Oil prices ended the week largely unchanged as investors weighed improving prospects for a lasting U.S.-Iran peace agreement against rising crude supply from the Middle East.
Brent crude futures settled up 14 cents, or 0.19%, at $71.94 per barrel, finishing the week just 5 cents below last Friday’s close. U.S. West Texas Intermediate (WTI) crude gained 9 cents, or 0.13%, to $68.78 per barrel. Trading activity remained subdued as U.S. financial markets were closed ahead of the Independence Day holiday.
Both benchmarks had dropped to their lowest levels since before the U.S.-Israeli conflict with Iran began in late February, reflecting growing confidence that tensions may continue to ease.
Market sentiment has improved as negotiations between Washington and Tehran continue, raising expectations that the Strait of Hormuz will remain open for global energy shipments.
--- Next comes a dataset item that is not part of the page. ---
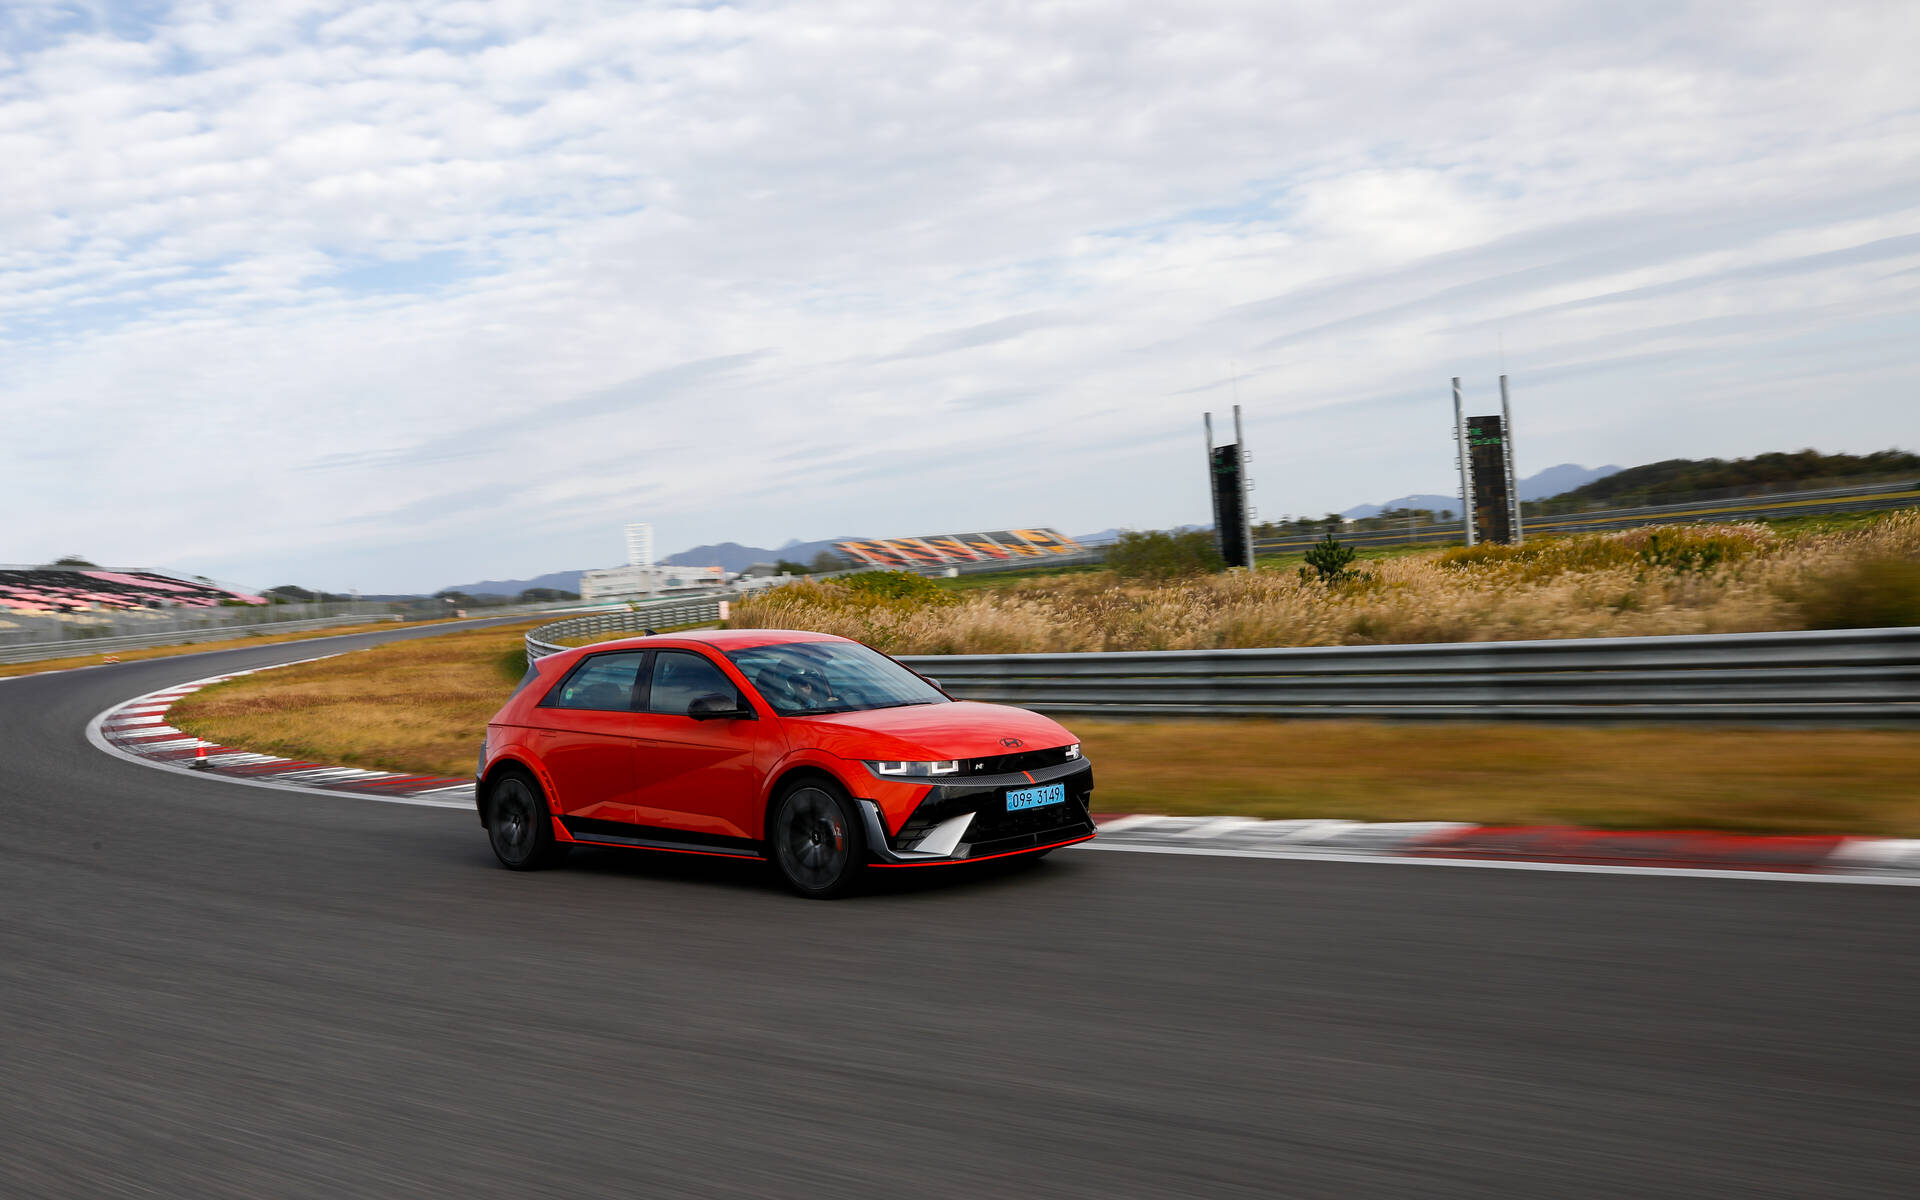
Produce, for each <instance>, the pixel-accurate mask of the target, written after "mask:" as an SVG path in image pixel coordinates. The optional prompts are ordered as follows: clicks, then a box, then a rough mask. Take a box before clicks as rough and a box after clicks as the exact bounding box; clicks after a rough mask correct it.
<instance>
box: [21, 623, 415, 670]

Analysts at Commerzbank said optimism surrounding the talks has strengthened hopes for a full reopening of the key shipping route.
Citi analysts noted that while the U.S.-Iran memorandum of understanding remains fragile, both sides currently have little incentive to abandon it despite ongoing disagreements over the administration and tolling of the Strait of Hormuz.
Although some shipping has resumed through the strategic waterway, uncertainty persists after both countries exchanged military strikes last weekend following an Iranian attack on a cargo vessel.
Meanwhile, oil supply from the Gulf is recovering faster than expected. A Reuters survey showed OPEC production increased by 3.3 million barrels per day in June compared with the previous month. Kuwait also significantly boosted production to 1.65 million barrels per day from 580,000 barrels per day in May, according to a source familiar with the matter.
Trade sources and shipping data also indicated that at least five supertankers carrying around 10 million barrels of Saudi crude have departed through the Strait of Hormuz, while Saudi Aramco has shifted toward spot pricing to accelerate crude sales across Asia.
Analysts say stronger Middle Eastern exports, combined with weak Chinese import demand, have shifted the oil market from backwardation into contango, signaling improving near-term supply availability and easing concerns over future shortages.